El rostro de madame Mavrogordato tenía una expresión rígida. En el otro extremo de la larga mesa, monsieur Mavrogordato le lanzó una furtiva mirada y se sirvió de una fuente de cordero. Madame Mavrogordato observó que el criado colocaba la bandeja en la mesilla lateral.
– Puedes quitar el cubierto de Alexander, Dimitri. Cuando venga, puede comer en la cocina. Y dile que su padre quiere verlo.
– Sí, madame.
Dimitri se retiró. Mavrogordato cogió su cuchillo y su tenedor.
– ¡Vaya! -La voz de la mujer era como un filo cortante.
Las manos de su marido se congelaron en medio del aire.
– ¡Vaya! ¡Eres capaz de comer!
– Tenemos que comer, Christina, o nos moriremos -dijo Mavrogordato con voz triste.
Su cuchillo oscilaba con inseguridad sobre el cordero.
Madame Mavrogordato lo miró fijamente.
– A veces, monsieur Mavrogordato, uno debe elegir entre la deshonra y la muerte.
– Vamos, Christina, por favor…
Dejó el cuchillo y el tenedor suavemente junto a su plato.

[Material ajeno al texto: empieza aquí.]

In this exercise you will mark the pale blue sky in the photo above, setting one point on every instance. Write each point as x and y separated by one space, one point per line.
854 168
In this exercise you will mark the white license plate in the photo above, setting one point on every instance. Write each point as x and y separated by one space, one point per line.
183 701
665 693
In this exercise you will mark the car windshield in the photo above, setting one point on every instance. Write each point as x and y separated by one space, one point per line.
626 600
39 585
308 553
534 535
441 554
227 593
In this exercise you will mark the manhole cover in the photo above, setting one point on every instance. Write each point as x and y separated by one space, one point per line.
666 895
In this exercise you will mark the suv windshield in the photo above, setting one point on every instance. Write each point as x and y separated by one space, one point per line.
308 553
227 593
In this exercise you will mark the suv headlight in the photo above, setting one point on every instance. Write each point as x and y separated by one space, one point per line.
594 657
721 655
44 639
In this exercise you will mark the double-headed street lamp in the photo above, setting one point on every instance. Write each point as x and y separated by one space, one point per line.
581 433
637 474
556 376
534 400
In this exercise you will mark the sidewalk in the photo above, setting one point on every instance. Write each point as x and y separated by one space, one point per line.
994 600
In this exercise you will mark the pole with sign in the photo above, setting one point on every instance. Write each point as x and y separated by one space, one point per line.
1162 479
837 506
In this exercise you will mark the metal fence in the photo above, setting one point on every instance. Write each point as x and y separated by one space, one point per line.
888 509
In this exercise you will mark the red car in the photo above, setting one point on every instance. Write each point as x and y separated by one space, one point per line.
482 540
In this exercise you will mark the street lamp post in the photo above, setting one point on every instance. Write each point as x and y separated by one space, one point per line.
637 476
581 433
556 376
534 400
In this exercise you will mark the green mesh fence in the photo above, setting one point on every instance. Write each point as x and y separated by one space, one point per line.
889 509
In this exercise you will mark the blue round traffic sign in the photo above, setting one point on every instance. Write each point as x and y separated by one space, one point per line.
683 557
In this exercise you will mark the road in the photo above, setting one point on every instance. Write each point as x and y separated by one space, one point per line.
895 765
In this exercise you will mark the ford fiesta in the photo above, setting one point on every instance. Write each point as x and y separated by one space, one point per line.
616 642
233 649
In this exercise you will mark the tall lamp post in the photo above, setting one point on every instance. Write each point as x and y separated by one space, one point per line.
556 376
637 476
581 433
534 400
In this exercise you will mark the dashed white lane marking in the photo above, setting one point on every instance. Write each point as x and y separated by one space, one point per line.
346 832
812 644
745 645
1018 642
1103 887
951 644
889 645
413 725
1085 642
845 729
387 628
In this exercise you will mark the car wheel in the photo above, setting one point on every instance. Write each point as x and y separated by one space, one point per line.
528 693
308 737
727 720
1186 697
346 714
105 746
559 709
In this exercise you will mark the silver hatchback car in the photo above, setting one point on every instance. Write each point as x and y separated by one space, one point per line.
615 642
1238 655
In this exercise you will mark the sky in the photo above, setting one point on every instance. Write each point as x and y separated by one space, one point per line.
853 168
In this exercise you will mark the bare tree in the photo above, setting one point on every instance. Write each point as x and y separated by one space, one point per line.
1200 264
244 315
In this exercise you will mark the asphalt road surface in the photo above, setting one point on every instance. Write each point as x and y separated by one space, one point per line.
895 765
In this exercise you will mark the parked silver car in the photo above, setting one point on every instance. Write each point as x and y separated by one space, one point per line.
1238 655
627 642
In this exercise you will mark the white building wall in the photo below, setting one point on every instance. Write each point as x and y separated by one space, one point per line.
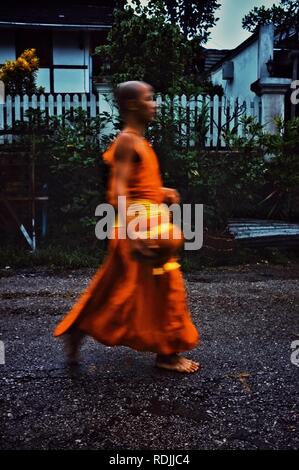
7 46
71 49
245 73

– Deshonra, monsieur Mavrogordato -salmodió ella-. Esta vez quiero que hables con Alexander. Si sigue por ese camino, se va a ganar una reputación.
Mavrogordato asintió.
– Una reputación, monsieur Mavrogordato. Y la chica Ypsilanti tiene casi diecisiete años.
Mavrogordato asintió.
– No podemos permitir que fracase ese matrimonio. Los Ypsilanti puede que no sean tan ricos, pero tienen…
Su cabeza tembló suavemente. No podía decidirse a pronunciar la palabra.
Mavrogordato volvió a asentir. Parpadeó. Tras una pausa cogió nuevamente el cuchillo y el tenedor.
– Un individuo extraño vino a verme hoy -dijo con un tono indiferente.
Madame Mavrogordato no dijo nada.
– Eh… ah… se llamaba Yashim. Creo que es un eunuco.
Cinco minutos más tarde, cuando el cordero de Mavrogordato se hubo petrificado en el plato, el banquero deseó no haber cambiado de tema.